Standox recently hosted its 2012 Standox Partnership In Excellence (PIE) Member Conference in Maui, Hawaii, for collision center PIE members from the U.S. and Canada.
The PIE Program is a business partner with Standox customers, maintaining a shared goal to achieve a sustainable competitive advantage through quality networking, innovative marketing and intelligent programs. Member benefits include member conferences, training programs, strategic partner relationships, business council membership and Bowtie Bucks rebates.
The meeting was held at The Ritz-Carlton, Kapalua on the island of Maui and gave PIE members the opportunity to network and learn from each other in a relaxing environment. The conference serves as a forum for collaboration and networking among the collision center owners and managers who attend. Attendees also can take the knowledge they gain from conference sessions and from their peers back to their collision centers, inspiring their future business decisions.
Opening the conference were industry experts Greg Horn of Mitchell International, Bruce Cooley of DuPont Performance Coatings (DPC) and George Avery of State Farm. They each offered valuable insights into key industry trends impacting collision repairers and insurance business models. Steve Trapp of DPC also presented attendees with scorecard Improvement.
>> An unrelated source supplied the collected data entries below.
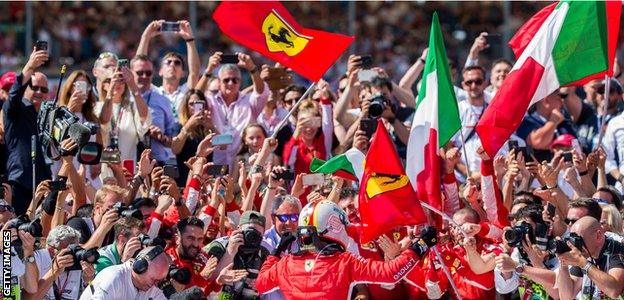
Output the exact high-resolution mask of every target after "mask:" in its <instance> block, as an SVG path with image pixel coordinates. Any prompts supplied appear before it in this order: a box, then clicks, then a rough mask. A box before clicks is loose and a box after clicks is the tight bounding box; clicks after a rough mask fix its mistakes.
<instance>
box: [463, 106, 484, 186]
mask: <svg viewBox="0 0 624 300" xmlns="http://www.w3.org/2000/svg"><path fill="white" fill-rule="evenodd" d="M483 109H484V110H485V107H484V108H483ZM475 126H477V125H476V124H475ZM473 130H474V129H473ZM459 136H460V137H461V138H462V151H463V152H464V159H465V160H466V173H467V174H466V179H468V178H470V175H472V173H471V172H470V163H469V162H468V151H466V142H467V141H466V138H465V137H464V125H463V124H462V126H461V127H460V128H459Z"/></svg>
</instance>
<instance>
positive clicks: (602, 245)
mask: <svg viewBox="0 0 624 300" xmlns="http://www.w3.org/2000/svg"><path fill="white" fill-rule="evenodd" d="M570 231H571V232H574V233H576V234H578V235H579V236H580V237H582V238H583V242H585V246H586V247H587V249H588V250H589V252H590V254H591V255H592V256H594V257H596V256H597V255H598V254H600V250H601V249H602V246H603V245H604V243H605V230H604V228H603V227H602V225H600V221H598V220H596V218H594V217H590V216H585V217H582V218H580V219H579V220H578V221H576V222H575V223H574V225H572V227H571V228H570Z"/></svg>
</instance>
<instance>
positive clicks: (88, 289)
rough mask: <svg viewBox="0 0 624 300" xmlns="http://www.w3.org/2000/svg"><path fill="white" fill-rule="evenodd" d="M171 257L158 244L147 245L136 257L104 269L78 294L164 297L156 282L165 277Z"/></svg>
mask: <svg viewBox="0 0 624 300" xmlns="http://www.w3.org/2000/svg"><path fill="white" fill-rule="evenodd" d="M170 264H171V259H169V257H168V256H167V254H165V252H164V250H163V249H162V247H160V246H155V247H147V248H145V249H143V250H141V252H139V254H138V255H137V258H136V259H133V260H129V261H127V262H125V263H123V264H120V265H115V266H111V267H109V268H106V269H104V270H103V271H102V272H100V273H98V275H97V276H95V279H94V280H93V281H92V282H91V284H89V286H88V287H87V288H86V289H85V291H84V292H83V293H82V295H81V296H80V299H81V300H104V299H106V300H125V299H137V300H148V299H151V300H164V299H167V298H166V297H165V295H163V292H162V291H161V290H160V289H159V288H158V284H159V283H160V282H162V281H163V280H165V278H167V274H168V273H169V265H170Z"/></svg>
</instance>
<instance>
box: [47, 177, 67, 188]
mask: <svg viewBox="0 0 624 300" xmlns="http://www.w3.org/2000/svg"><path fill="white" fill-rule="evenodd" d="M66 189H67V177H65V176H59V177H58V180H54V181H50V190H53V191H64V190H66Z"/></svg>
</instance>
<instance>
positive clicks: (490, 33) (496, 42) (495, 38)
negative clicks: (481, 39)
mask: <svg viewBox="0 0 624 300" xmlns="http://www.w3.org/2000/svg"><path fill="white" fill-rule="evenodd" d="M485 40H486V41H487V43H488V44H489V45H501V44H502V43H503V36H502V35H500V34H498V33H488V35H487V36H485Z"/></svg>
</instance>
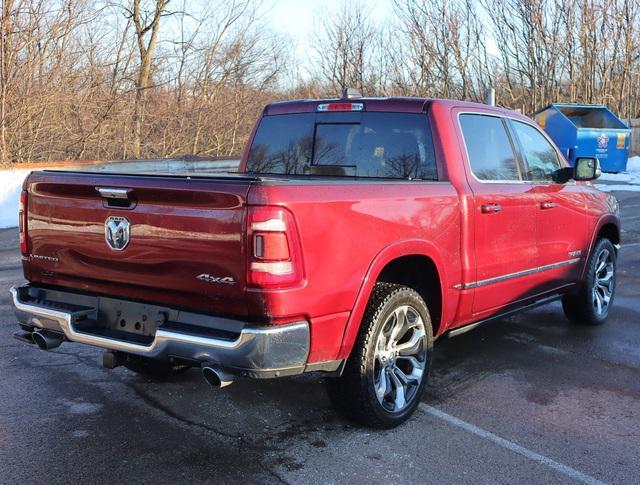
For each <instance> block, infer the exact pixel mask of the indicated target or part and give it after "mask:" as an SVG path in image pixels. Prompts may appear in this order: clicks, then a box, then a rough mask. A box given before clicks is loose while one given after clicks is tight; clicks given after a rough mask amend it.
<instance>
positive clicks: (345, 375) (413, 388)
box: [328, 283, 433, 428]
mask: <svg viewBox="0 0 640 485" xmlns="http://www.w3.org/2000/svg"><path fill="white" fill-rule="evenodd" d="M432 350H433V335H432V329H431V318H430V315H429V310H428V308H427V305H426V304H425V302H424V300H423V299H422V297H420V295H419V294H418V293H417V292H416V291H415V290H413V289H411V288H407V287H405V286H401V285H395V284H390V283H378V284H376V286H375V288H374V292H373V295H372V297H371V300H370V302H369V305H368V307H367V310H366V312H365V315H364V318H363V321H362V325H361V328H360V332H359V334H358V337H357V340H356V344H355V346H354V349H353V351H352V354H351V356H350V357H349V359H348V361H347V364H346V366H345V369H344V372H343V374H342V376H341V377H340V378H337V379H330V380H329V382H328V386H329V396H330V397H331V400H332V401H333V402H334V404H336V405H337V407H338V408H339V409H341V410H342V411H343V412H344V413H345V414H346V416H347V417H349V418H350V419H352V420H354V421H356V422H358V423H361V424H364V425H367V426H371V427H375V428H392V427H394V426H398V425H399V424H401V423H403V422H404V421H406V420H407V419H408V418H409V416H411V414H412V413H413V412H414V411H415V409H416V407H417V406H418V404H419V403H420V397H421V396H422V394H423V391H424V387H425V385H426V383H427V375H428V372H429V367H430V363H431V354H432Z"/></svg>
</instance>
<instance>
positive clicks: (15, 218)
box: [0, 170, 31, 229]
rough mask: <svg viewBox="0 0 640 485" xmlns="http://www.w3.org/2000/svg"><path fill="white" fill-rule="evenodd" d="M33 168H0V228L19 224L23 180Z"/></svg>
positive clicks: (23, 180) (24, 178) (7, 226)
mask: <svg viewBox="0 0 640 485" xmlns="http://www.w3.org/2000/svg"><path fill="white" fill-rule="evenodd" d="M30 173H31V170H0V229H4V228H7V227H16V226H17V225H18V206H19V204H20V191H21V190H22V182H23V181H24V179H25V178H26V176H27V175H29V174H30Z"/></svg>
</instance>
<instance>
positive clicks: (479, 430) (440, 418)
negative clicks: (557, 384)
mask: <svg viewBox="0 0 640 485" xmlns="http://www.w3.org/2000/svg"><path fill="white" fill-rule="evenodd" d="M420 408H421V409H422V410H423V411H425V412H427V413H428V414H430V415H431V416H435V417H436V418H439V419H442V420H443V421H446V422H447V423H449V424H452V425H454V426H457V427H458V428H461V429H464V430H465V431H468V432H469V433H472V434H475V435H476V436H479V437H480V438H483V439H485V440H488V441H491V442H492V443H495V444H496V445H498V446H501V447H503V448H506V449H507V450H510V451H513V452H514V453H518V454H519V455H522V456H524V457H526V458H529V459H530V460H533V461H535V462H538V463H540V464H541V465H545V466H547V467H549V468H552V469H553V470H556V471H557V472H560V473H562V474H564V475H566V476H568V477H570V478H573V479H574V480H577V481H579V482H582V483H586V484H589V485H604V482H601V481H600V480H597V479H596V478H593V477H591V476H589V475H586V474H584V473H582V472H579V471H578V470H576V469H574V468H571V467H570V466H568V465H563V464H562V463H558V462H557V461H555V460H552V459H551V458H547V457H546V456H544V455H541V454H539V453H536V452H535V451H531V450H529V449H527V448H524V447H523V446H520V445H518V444H516V443H514V442H512V441H509V440H507V439H505V438H501V437H500V436H498V435H496V434H493V433H492V432H490V431H487V430H485V429H482V428H480V427H478V426H476V425H474V424H471V423H468V422H466V421H463V420H462V419H459V418H456V417H455V416H451V415H450V414H447V413H445V412H444V411H440V410H439V409H437V408H434V407H433V406H429V405H428V404H425V403H420Z"/></svg>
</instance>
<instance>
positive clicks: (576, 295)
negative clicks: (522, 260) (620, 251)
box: [562, 239, 616, 325]
mask: <svg viewBox="0 0 640 485" xmlns="http://www.w3.org/2000/svg"><path fill="white" fill-rule="evenodd" d="M615 289H616V250H615V248H614V247H613V244H612V243H611V241H609V240H608V239H600V240H598V242H597V243H596V245H595V247H594V248H593V251H592V252H591V255H590V256H589V260H588V261H587V267H586V270H585V280H584V282H583V284H582V286H581V287H580V288H579V289H578V290H577V291H574V292H571V293H567V294H566V295H564V297H563V298H562V308H563V310H564V313H565V315H566V316H567V318H568V319H569V320H571V321H572V322H573V323H576V324H580V325H600V324H602V323H604V322H605V321H606V319H607V316H609V310H610V308H611V305H612V304H613V298H614V296H615Z"/></svg>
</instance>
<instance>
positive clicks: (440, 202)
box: [11, 97, 620, 427]
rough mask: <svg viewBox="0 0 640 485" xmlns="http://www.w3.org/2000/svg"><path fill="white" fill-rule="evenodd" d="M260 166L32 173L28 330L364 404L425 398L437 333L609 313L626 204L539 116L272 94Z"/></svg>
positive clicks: (245, 150)
mask: <svg viewBox="0 0 640 485" xmlns="http://www.w3.org/2000/svg"><path fill="white" fill-rule="evenodd" d="M239 171H240V173H239V174H229V175H224V176H221V175H211V176H205V175H202V176H184V175H180V174H179V173H173V174H162V175H148V174H146V175H145V174H132V175H127V174H122V175H119V174H96V173H81V172H56V171H40V172H34V173H32V174H31V175H30V176H29V177H28V178H27V180H26V181H25V183H24V187H23V188H24V190H23V192H22V198H21V202H22V204H21V213H20V240H21V250H22V263H23V267H24V275H25V278H26V279H27V280H28V281H29V283H28V284H26V285H24V286H20V287H15V288H12V290H11V292H12V294H13V302H14V305H15V309H16V315H17V319H18V321H19V324H20V327H21V329H22V331H21V332H20V333H18V334H16V336H17V338H19V339H21V340H23V341H25V342H29V343H35V344H37V345H38V346H39V347H41V348H43V349H51V348H55V347H57V346H58V345H60V344H61V343H62V342H64V341H72V342H80V343H85V344H89V345H94V346H97V347H101V348H104V349H106V352H105V354H104V365H105V366H107V367H115V366H118V365H125V366H127V367H129V368H131V369H134V370H136V371H139V372H144V371H149V372H152V371H153V372H160V371H166V372H171V371H176V370H178V369H181V368H185V367H193V366H198V367H200V368H202V372H203V374H204V376H205V378H206V379H207V381H208V382H209V383H210V384H213V385H215V386H218V387H221V386H224V385H227V384H230V383H231V382H232V381H233V379H234V378H235V377H236V376H248V377H253V378H270V377H279V376H289V375H295V374H300V373H303V372H311V371H324V372H326V373H327V376H329V377H332V378H331V379H327V380H328V382H329V384H328V386H329V394H330V396H331V397H332V399H333V400H334V402H335V403H336V404H337V405H339V407H340V408H341V409H342V410H343V411H344V412H345V413H346V414H347V415H348V416H350V417H351V418H353V419H355V420H357V421H359V422H361V423H364V424H366V425H369V426H374V427H391V426H395V425H397V424H399V423H401V422H403V421H404V420H406V419H407V418H408V417H409V415H410V414H411V413H412V412H413V411H414V409H415V408H416V406H417V405H418V403H419V400H420V397H421V395H422V391H423V389H424V387H425V385H426V382H427V374H428V372H429V367H430V362H431V357H432V353H433V344H434V341H435V340H436V339H437V338H439V337H442V336H445V335H447V336H454V335H457V334H460V333H462V332H465V331H467V330H469V329H472V328H474V327H476V326H478V325H480V324H483V323H486V322H489V321H491V320H495V319H498V318H501V317H503V316H505V315H510V314H512V313H514V312H516V311H521V310H524V309H528V308H531V307H532V306H535V305H540V304H544V303H547V302H550V301H552V300H554V299H562V304H563V308H564V312H565V314H566V315H567V317H568V318H569V319H570V320H572V321H573V322H575V323H579V324H589V325H593V324H599V323H602V322H604V320H605V319H606V318H607V314H608V313H609V311H610V308H611V305H612V302H613V297H614V292H615V274H616V273H615V272H616V254H617V251H618V248H619V243H620V228H619V226H620V222H619V218H618V203H617V201H616V200H615V198H614V197H612V196H611V195H607V194H605V193H602V192H600V191H598V190H596V189H595V188H594V187H593V186H592V185H591V184H590V183H588V182H585V181H589V180H592V179H595V178H596V177H597V176H598V171H599V167H598V163H597V161H596V160H595V159H588V158H583V159H579V160H578V161H577V163H576V166H575V167H568V166H567V163H566V162H565V160H564V158H563V156H562V154H561V153H560V152H559V151H558V149H557V148H556V147H555V146H554V145H553V143H552V142H551V141H550V140H549V138H548V137H547V136H546V135H545V133H544V132H542V131H541V130H540V129H539V128H538V127H537V126H536V125H535V124H534V123H533V122H532V121H531V120H530V119H528V118H526V117H524V116H521V115H519V114H516V113H514V112H511V111H507V110H504V109H500V108H496V107H491V106H486V105H480V104H473V103H464V102H458V101H444V100H431V99H419V98H388V99H379V98H361V97H350V98H349V97H347V98H342V99H337V100H304V101H291V102H283V103H274V104H270V105H268V106H267V107H266V108H265V109H264V112H263V114H262V116H261V117H260V119H259V120H258V122H257V124H256V127H255V129H254V131H253V133H252V135H251V137H250V140H249V143H248V144H247V147H246V149H245V153H244V155H243V158H242V162H241V164H240V170H239Z"/></svg>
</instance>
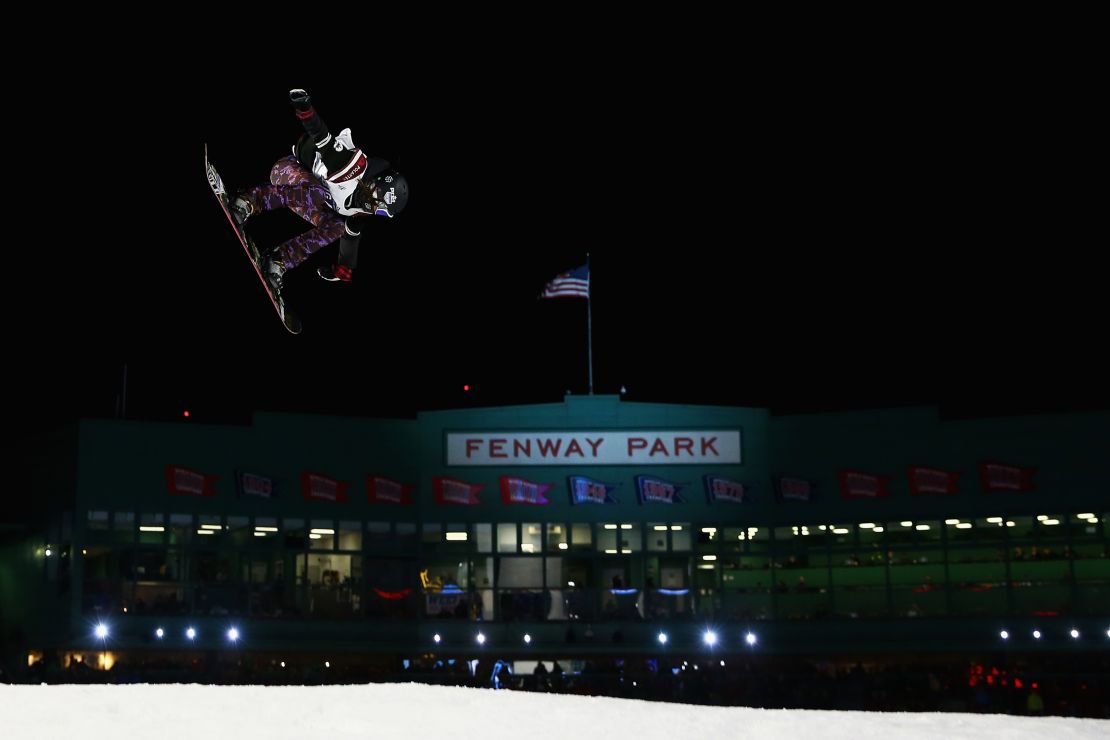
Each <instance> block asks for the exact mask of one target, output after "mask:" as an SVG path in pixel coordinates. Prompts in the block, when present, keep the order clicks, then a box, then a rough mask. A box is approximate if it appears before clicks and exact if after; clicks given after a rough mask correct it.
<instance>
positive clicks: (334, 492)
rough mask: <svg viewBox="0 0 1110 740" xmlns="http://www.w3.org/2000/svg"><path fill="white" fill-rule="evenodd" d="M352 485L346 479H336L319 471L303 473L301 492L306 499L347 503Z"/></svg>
mask: <svg viewBox="0 0 1110 740" xmlns="http://www.w3.org/2000/svg"><path fill="white" fill-rule="evenodd" d="M350 485H351V484H350V483H347V481H346V480H336V479H335V478H329V477H327V476H326V475H320V474H319V473H302V474H301V493H302V494H303V495H304V500H306V501H327V503H330V504H345V503H346V489H347V487H350Z"/></svg>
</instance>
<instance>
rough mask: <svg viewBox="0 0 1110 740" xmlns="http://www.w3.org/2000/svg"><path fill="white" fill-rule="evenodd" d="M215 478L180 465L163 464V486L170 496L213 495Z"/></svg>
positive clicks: (192, 495)
mask: <svg viewBox="0 0 1110 740" xmlns="http://www.w3.org/2000/svg"><path fill="white" fill-rule="evenodd" d="M216 478H218V476H214V475H204V474H203V473H198V472H196V470H193V469H192V468H186V467H184V466H182V465H166V466H165V487H166V489H168V490H169V491H170V495H171V496H215V481H216Z"/></svg>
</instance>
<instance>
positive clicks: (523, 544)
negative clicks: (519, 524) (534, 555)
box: [521, 523, 543, 553]
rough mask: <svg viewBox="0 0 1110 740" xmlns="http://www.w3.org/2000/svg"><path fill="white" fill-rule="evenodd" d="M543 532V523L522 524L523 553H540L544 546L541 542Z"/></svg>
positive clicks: (521, 548) (526, 523) (522, 545)
mask: <svg viewBox="0 0 1110 740" xmlns="http://www.w3.org/2000/svg"><path fill="white" fill-rule="evenodd" d="M542 533H543V525H539V524H527V523H525V524H522V525H521V551H522V553H539V551H541V548H542V547H543V545H542V543H541V535H542Z"/></svg>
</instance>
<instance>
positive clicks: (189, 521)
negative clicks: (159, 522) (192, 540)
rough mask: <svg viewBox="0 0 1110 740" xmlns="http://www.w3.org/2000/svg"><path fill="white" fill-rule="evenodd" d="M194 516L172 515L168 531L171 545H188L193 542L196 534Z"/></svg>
mask: <svg viewBox="0 0 1110 740" xmlns="http://www.w3.org/2000/svg"><path fill="white" fill-rule="evenodd" d="M194 527H195V525H194V524H193V515H192V514H171V515H170V526H169V528H168V530H166V535H168V536H169V541H170V545H188V544H189V543H191V541H192V540H193V534H194Z"/></svg>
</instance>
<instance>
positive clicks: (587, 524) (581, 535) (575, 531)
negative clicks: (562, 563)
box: [571, 523, 594, 550]
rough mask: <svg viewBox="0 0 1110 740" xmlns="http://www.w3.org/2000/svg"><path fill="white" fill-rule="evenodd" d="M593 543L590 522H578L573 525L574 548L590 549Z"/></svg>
mask: <svg viewBox="0 0 1110 740" xmlns="http://www.w3.org/2000/svg"><path fill="white" fill-rule="evenodd" d="M593 545H594V539H593V536H592V528H591V526H589V525H588V524H578V523H576V524H572V525H571V549H572V550H588V549H591V548H593Z"/></svg>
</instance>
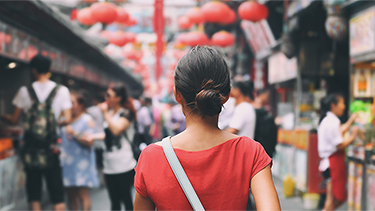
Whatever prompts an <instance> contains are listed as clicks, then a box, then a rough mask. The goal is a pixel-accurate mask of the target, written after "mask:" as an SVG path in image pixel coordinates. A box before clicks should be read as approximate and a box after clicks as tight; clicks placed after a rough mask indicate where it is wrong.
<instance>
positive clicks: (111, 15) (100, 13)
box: [90, 2, 117, 24]
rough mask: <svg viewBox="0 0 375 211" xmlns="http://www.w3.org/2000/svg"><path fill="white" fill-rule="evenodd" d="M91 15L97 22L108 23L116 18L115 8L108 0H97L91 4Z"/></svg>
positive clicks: (114, 6)
mask: <svg viewBox="0 0 375 211" xmlns="http://www.w3.org/2000/svg"><path fill="white" fill-rule="evenodd" d="M90 8H91V16H92V18H93V19H94V20H96V21H97V22H101V23H104V24H110V23H113V22H114V21H116V19H117V8H116V6H115V5H114V4H112V3H108V2H98V3H94V4H93V5H91V7H90Z"/></svg>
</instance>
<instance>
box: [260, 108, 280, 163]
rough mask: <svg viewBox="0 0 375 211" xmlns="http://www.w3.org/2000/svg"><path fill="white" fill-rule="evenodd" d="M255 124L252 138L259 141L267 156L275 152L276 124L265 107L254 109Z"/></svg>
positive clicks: (276, 136) (276, 131)
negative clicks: (254, 126) (264, 107)
mask: <svg viewBox="0 0 375 211" xmlns="http://www.w3.org/2000/svg"><path fill="white" fill-rule="evenodd" d="M255 114H256V124H255V134H254V140H255V141H257V142H259V143H260V144H261V145H262V146H263V148H264V150H265V151H266V153H267V154H268V156H270V157H271V158H272V157H273V155H274V154H275V151H276V149H275V148H276V144H277V126H276V124H275V119H274V118H273V116H272V115H271V114H270V113H268V112H267V111H266V110H265V109H263V108H261V109H255Z"/></svg>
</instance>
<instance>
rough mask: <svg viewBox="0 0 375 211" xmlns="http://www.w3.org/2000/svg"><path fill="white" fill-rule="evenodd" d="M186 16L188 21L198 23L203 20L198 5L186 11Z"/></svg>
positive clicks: (203, 16) (203, 20)
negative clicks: (187, 18) (189, 19)
mask: <svg viewBox="0 0 375 211" xmlns="http://www.w3.org/2000/svg"><path fill="white" fill-rule="evenodd" d="M186 17H188V18H189V19H190V22H192V23H195V24H200V23H203V22H204V14H203V13H202V11H201V9H199V7H194V8H191V9H190V10H188V11H187V13H186Z"/></svg>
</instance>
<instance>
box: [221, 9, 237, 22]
mask: <svg viewBox="0 0 375 211" xmlns="http://www.w3.org/2000/svg"><path fill="white" fill-rule="evenodd" d="M236 20H237V14H236V12H234V11H233V10H229V12H228V17H227V18H226V19H225V20H224V21H223V22H221V23H222V24H225V25H228V24H232V23H234V22H236Z"/></svg>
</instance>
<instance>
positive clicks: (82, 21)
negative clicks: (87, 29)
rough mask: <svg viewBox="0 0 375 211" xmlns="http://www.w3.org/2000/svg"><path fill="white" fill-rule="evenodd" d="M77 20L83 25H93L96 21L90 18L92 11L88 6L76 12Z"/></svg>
mask: <svg viewBox="0 0 375 211" xmlns="http://www.w3.org/2000/svg"><path fill="white" fill-rule="evenodd" d="M77 20H78V21H79V22H80V23H81V24H83V25H89V26H90V25H93V24H95V23H96V21H95V20H94V19H93V18H92V11H91V9H90V8H89V7H86V8H83V9H81V10H79V11H78V12H77Z"/></svg>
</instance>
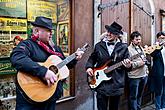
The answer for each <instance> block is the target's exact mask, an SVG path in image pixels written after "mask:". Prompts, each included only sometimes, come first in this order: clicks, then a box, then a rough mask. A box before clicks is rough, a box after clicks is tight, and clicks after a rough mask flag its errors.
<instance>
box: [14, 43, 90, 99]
mask: <svg viewBox="0 0 165 110" xmlns="http://www.w3.org/2000/svg"><path fill="white" fill-rule="evenodd" d="M88 47H89V45H88V44H85V45H84V46H83V47H82V48H81V49H80V50H82V51H85V50H86V49H87V48H88ZM75 58H76V53H73V54H71V55H70V56H68V57H67V58H65V59H64V60H62V59H61V58H60V57H58V56H56V55H51V56H49V57H48V59H47V60H46V61H45V62H43V63H39V64H40V65H41V66H45V67H47V68H48V69H50V70H52V71H53V72H54V73H55V74H56V75H57V81H56V82H55V83H54V84H53V85H51V86H50V87H49V86H48V85H47V84H46V83H45V81H43V79H40V78H38V77H36V76H32V75H31V74H30V73H24V72H22V71H19V72H18V74H17V80H18V84H19V85H20V87H21V88H22V90H23V91H24V93H25V94H26V95H27V96H28V97H29V98H30V99H31V100H33V101H35V102H43V101H46V100H48V99H49V98H50V97H51V96H52V95H53V94H54V93H55V91H56V87H57V83H58V81H60V80H62V79H65V78H67V77H68V76H69V69H68V68H67V66H66V64H68V63H69V62H71V61H72V60H73V59H75Z"/></svg>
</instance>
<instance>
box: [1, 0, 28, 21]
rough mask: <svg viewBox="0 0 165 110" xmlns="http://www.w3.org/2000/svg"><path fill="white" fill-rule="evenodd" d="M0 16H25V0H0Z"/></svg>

The conference also featured an informative discussion by Dave Smith of Enterprise Rent-A-Car on human resource insight. Scott Bragg of Marketing Associates closed the conference with a presentation about inbound marketing and digital strategy.
“Standox has been hosting PIE Member Conferences for over a decade,” said Keith Sena, brand manager. “It allows our key customers the opportunity of three days of networking, learning and relaxing. Our focus with the conference is to give our customers a detailed review of key industry trends that will affect them in the coming year, give them some specific tools that they can use to improve their businesses in areas that they’ve said are important to them, and, of course, put a group of smart business people in the same room to allow them to learn from each other.”